Commanders and leaders
- Frederick the Great: Ernst von Laudon

Strength
- 30,000: 25,000 (80,000 reinforcements under von Daun never engaged)

Casualties and losses
- 3,394: 8,537 3,803 dead and wounded, 4,734 captured, 82 guns

= Battle of Liegnitz (1760) =

Part of the Third Silesian War

The Battle of Liegnitz on 15 August 1760 saw Frederick the Great's Prussian Army defeat the Austrian army under Ernst von Laudon during the Third Silesian War (part of the Seven Years' War).

The armies collided around the town of Liegnitz (now Legnica, Poland) in Lower Silesia.

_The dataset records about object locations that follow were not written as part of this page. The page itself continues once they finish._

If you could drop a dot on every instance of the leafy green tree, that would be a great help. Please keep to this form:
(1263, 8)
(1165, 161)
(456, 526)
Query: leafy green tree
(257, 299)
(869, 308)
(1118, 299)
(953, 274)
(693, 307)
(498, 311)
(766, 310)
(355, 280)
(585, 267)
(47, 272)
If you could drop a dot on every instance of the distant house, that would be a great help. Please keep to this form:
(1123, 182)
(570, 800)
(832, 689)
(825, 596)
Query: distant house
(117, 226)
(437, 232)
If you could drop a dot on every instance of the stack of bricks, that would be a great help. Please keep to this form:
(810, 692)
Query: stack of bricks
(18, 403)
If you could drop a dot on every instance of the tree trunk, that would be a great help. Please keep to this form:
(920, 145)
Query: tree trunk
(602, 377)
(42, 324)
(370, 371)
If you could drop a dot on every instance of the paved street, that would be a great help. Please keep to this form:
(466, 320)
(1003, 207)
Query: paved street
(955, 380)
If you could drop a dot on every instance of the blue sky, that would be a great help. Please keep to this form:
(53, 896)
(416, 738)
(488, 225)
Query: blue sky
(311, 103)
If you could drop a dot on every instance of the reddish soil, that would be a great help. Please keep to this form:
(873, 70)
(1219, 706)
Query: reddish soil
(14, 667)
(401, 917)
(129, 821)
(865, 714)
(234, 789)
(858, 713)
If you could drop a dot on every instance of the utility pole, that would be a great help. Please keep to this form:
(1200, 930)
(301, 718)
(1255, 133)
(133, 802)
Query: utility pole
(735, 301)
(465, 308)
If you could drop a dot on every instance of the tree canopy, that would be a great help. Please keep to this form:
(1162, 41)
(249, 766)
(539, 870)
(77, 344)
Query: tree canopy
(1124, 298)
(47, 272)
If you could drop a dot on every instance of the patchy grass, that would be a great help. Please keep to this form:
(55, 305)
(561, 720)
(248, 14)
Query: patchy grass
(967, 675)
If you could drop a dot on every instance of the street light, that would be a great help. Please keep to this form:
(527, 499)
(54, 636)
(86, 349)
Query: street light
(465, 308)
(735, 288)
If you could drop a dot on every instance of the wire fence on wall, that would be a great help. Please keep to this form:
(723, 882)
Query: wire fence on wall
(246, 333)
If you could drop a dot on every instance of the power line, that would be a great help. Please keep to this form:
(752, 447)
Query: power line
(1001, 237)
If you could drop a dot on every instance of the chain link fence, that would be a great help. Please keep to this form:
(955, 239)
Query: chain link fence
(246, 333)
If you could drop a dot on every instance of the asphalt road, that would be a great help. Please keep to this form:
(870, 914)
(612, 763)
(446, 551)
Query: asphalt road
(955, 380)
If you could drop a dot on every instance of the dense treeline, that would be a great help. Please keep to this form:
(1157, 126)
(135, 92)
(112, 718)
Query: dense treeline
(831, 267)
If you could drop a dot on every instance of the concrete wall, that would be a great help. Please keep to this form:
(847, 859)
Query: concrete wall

Laudon's Austrian cavalry attacked the Prussian position in the early morning but were beaten back by General Zieten's Hussars. An artillery duel emerged which was eventually won for the Prussians when a shell hit an Austrian powder wagon. The Austrian infantry then proceeded to attack the Prussian line, but was met with concentrated artillery fire. A Prussian infantry counter-attack led by the Regiment Anhalt-Bernburg on the left forced the Austrians into retreat. Notably, the Anhalt-Bernburgers charged Austrian cavalry with bayonets, a rare example of infantry assaulting cavalry.

Shortly after dawn the major action was over but Prussian artillery fire continued to harass the Austrians. General Leopold von Daun arrived and, learning of Laudon's defeat, decided not to attack despite his soldiers being fresh.